The impression must be true throughout, and if all the preceding components are true the impression will be true.
Our student may now have carried out all these things and yet there may be no picture, his mind may be commonplace. He may have wasted a good technique on a commonplace subject, such as a yacht going in full sail, an express train, some very ordinary dogs or horses, or some very extraordinary men or women. We are then brought to a very important matter, the subject.
SUBJECT OF THE PICTURE.
Subject.
The subject must have pictorial qualities, it must be typical, and must give æsthetic pleasure. The student must look for elegance and a distingué air in his subject. You will find that the best pictures will be of those subjects which hit you hardest in nature, those which strike you so much that you feel an irresistible desire to secure them.
Art of feeling nature.
You must then train your feelings, for, as John Constable said, “the art of feeling nature is a thing almost as much to be cultivated as the art of reading the Egyptian hieroglyphics.” You must then, when you have felt your subject, be resolute and only take in what is necessary to express your subject; this is the text of the artist. Everything must be harmonious and comfortable, but that alone will not suffice any more than will the subject alone. Everything must be in keeping in the picture. The artist must be in sympathy with his subject, “entrer dans la même peau,” as the French say. He must have no preconceived notion of how he is going to do a subject, but take all his suggestions from nature and humbly follow them and lovingly portray them. Pure imitation of nature (even if it were possible) won’t do, the artist must add his intellect, hence his work is an interpretation.

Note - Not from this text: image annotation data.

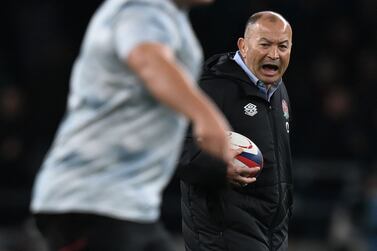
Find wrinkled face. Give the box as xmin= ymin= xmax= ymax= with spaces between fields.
xmin=238 ymin=17 xmax=292 ymax=85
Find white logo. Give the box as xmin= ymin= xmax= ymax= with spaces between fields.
xmin=244 ymin=103 xmax=258 ymax=117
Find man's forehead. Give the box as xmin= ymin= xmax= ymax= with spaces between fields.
xmin=247 ymin=22 xmax=292 ymax=38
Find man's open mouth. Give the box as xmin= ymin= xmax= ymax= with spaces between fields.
xmin=262 ymin=64 xmax=279 ymax=71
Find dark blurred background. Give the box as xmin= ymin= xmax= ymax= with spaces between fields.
xmin=0 ymin=0 xmax=377 ymax=251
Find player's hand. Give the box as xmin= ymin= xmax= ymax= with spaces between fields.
xmin=227 ymin=148 xmax=260 ymax=187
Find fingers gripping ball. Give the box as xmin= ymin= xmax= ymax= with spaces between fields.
xmin=229 ymin=132 xmax=263 ymax=170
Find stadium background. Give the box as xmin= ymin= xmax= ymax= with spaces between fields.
xmin=0 ymin=0 xmax=377 ymax=251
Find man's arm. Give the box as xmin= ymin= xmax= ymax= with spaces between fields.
xmin=126 ymin=43 xmax=230 ymax=162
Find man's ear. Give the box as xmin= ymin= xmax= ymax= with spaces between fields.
xmin=237 ymin=37 xmax=247 ymax=58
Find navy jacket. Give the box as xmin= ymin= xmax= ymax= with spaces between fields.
xmin=178 ymin=53 xmax=292 ymax=251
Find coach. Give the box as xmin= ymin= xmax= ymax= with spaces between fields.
xmin=179 ymin=11 xmax=292 ymax=251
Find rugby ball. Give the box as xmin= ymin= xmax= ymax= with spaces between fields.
xmin=228 ymin=132 xmax=263 ymax=170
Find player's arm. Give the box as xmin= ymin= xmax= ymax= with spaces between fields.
xmin=126 ymin=43 xmax=230 ymax=161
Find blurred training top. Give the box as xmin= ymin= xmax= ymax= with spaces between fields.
xmin=31 ymin=0 xmax=202 ymax=222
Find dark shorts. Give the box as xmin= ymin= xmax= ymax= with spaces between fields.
xmin=35 ymin=214 xmax=174 ymax=251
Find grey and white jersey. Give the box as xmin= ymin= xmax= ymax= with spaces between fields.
xmin=31 ymin=0 xmax=202 ymax=222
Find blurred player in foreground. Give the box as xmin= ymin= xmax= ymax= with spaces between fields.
xmin=31 ymin=0 xmax=231 ymax=251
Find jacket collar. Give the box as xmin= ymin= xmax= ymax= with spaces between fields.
xmin=202 ymin=52 xmax=276 ymax=100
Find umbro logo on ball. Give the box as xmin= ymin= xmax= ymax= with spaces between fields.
xmin=243 ymin=103 xmax=258 ymax=117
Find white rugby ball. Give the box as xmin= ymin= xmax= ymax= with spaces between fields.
xmin=228 ymin=131 xmax=263 ymax=170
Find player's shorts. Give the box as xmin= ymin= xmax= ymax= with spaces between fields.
xmin=35 ymin=213 xmax=174 ymax=251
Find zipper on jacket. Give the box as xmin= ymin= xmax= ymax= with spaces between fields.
xmin=268 ymin=103 xmax=282 ymax=251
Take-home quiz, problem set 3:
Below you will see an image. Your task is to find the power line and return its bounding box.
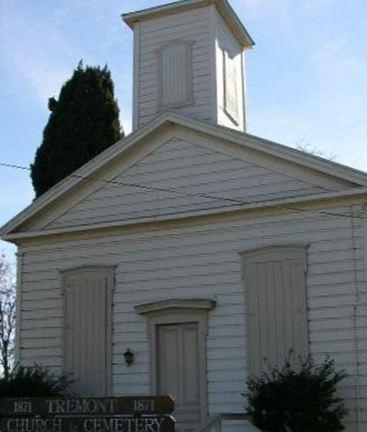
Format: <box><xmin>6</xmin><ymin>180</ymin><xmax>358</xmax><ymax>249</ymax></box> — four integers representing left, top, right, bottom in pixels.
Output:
<box><xmin>0</xmin><ymin>162</ymin><xmax>252</xmax><ymax>205</ymax></box>
<box><xmin>0</xmin><ymin>162</ymin><xmax>367</xmax><ymax>223</ymax></box>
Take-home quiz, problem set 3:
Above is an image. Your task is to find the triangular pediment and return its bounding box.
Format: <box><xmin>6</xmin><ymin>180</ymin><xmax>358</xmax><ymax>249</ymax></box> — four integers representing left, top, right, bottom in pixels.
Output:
<box><xmin>2</xmin><ymin>113</ymin><xmax>367</xmax><ymax>239</ymax></box>
<box><xmin>42</xmin><ymin>137</ymin><xmax>348</xmax><ymax>229</ymax></box>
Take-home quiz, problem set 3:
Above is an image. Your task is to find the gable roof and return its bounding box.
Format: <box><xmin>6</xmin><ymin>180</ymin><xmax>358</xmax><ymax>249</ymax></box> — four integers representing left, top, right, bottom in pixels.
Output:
<box><xmin>0</xmin><ymin>111</ymin><xmax>367</xmax><ymax>240</ymax></box>
<box><xmin>122</xmin><ymin>0</ymin><xmax>255</xmax><ymax>48</ymax></box>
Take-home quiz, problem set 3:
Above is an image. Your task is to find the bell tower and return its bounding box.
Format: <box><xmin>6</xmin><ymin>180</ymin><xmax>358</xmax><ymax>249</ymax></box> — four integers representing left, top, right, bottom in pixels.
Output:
<box><xmin>123</xmin><ymin>0</ymin><xmax>254</xmax><ymax>132</ymax></box>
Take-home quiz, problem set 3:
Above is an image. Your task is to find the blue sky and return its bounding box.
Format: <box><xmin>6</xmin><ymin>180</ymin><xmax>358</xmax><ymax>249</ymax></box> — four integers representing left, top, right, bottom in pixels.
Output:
<box><xmin>0</xmin><ymin>0</ymin><xmax>367</xmax><ymax>258</ymax></box>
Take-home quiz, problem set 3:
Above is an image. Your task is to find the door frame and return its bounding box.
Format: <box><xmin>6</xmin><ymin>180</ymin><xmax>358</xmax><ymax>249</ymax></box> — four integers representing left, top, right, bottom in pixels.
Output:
<box><xmin>135</xmin><ymin>299</ymin><xmax>216</xmax><ymax>422</ymax></box>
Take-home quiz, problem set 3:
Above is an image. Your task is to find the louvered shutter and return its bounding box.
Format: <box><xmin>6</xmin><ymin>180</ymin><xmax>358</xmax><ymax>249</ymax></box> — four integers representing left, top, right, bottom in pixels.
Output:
<box><xmin>64</xmin><ymin>268</ymin><xmax>113</xmax><ymax>396</ymax></box>
<box><xmin>244</xmin><ymin>247</ymin><xmax>308</xmax><ymax>375</ymax></box>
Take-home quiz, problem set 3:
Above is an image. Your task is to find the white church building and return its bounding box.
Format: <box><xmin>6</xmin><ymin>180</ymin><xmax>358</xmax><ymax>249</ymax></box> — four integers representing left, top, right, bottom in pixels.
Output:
<box><xmin>1</xmin><ymin>0</ymin><xmax>367</xmax><ymax>432</ymax></box>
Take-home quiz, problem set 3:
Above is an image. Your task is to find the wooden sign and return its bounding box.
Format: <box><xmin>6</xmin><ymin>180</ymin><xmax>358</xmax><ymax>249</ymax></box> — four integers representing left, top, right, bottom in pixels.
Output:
<box><xmin>1</xmin><ymin>415</ymin><xmax>175</xmax><ymax>432</ymax></box>
<box><xmin>0</xmin><ymin>396</ymin><xmax>175</xmax><ymax>416</ymax></box>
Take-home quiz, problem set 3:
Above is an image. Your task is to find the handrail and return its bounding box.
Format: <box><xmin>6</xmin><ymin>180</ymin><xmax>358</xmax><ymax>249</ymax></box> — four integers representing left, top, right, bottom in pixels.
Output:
<box><xmin>196</xmin><ymin>413</ymin><xmax>256</xmax><ymax>432</ymax></box>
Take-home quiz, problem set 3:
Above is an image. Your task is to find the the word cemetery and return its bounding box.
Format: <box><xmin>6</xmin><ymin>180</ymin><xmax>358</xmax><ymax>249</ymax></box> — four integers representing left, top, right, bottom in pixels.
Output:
<box><xmin>0</xmin><ymin>396</ymin><xmax>175</xmax><ymax>432</ymax></box>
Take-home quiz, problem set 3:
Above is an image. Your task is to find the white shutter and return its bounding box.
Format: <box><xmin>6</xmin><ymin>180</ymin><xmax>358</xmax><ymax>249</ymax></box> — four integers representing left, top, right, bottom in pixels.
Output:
<box><xmin>244</xmin><ymin>247</ymin><xmax>308</xmax><ymax>375</ymax></box>
<box><xmin>64</xmin><ymin>268</ymin><xmax>113</xmax><ymax>396</ymax></box>
<box><xmin>157</xmin><ymin>41</ymin><xmax>193</xmax><ymax>108</ymax></box>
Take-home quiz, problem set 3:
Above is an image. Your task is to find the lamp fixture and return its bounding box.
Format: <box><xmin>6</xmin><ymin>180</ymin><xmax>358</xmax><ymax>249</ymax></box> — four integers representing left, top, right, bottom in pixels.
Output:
<box><xmin>124</xmin><ymin>348</ymin><xmax>134</xmax><ymax>366</ymax></box>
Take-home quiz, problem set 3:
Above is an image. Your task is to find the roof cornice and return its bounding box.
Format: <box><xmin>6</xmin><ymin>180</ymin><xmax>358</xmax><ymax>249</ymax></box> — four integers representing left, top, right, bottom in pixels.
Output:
<box><xmin>121</xmin><ymin>0</ymin><xmax>255</xmax><ymax>48</ymax></box>
<box><xmin>0</xmin><ymin>111</ymin><xmax>367</xmax><ymax>239</ymax></box>
<box><xmin>3</xmin><ymin>187</ymin><xmax>367</xmax><ymax>243</ymax></box>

To photograph a “flying express” so that it looks as if standing still is imitation, to render it with the suggestion of motion by its smoke and steam is an interpretation. The great question which the student should ask himself is: My aim, what is it? If that be serious and honest, and not feeble and vainglorious, he is all right. Remember that the aim of art is to give æsthetic pleasure, and that artists are the best judges of this matter, and you will find that so good is their training that they often elevate the meanest things they touch.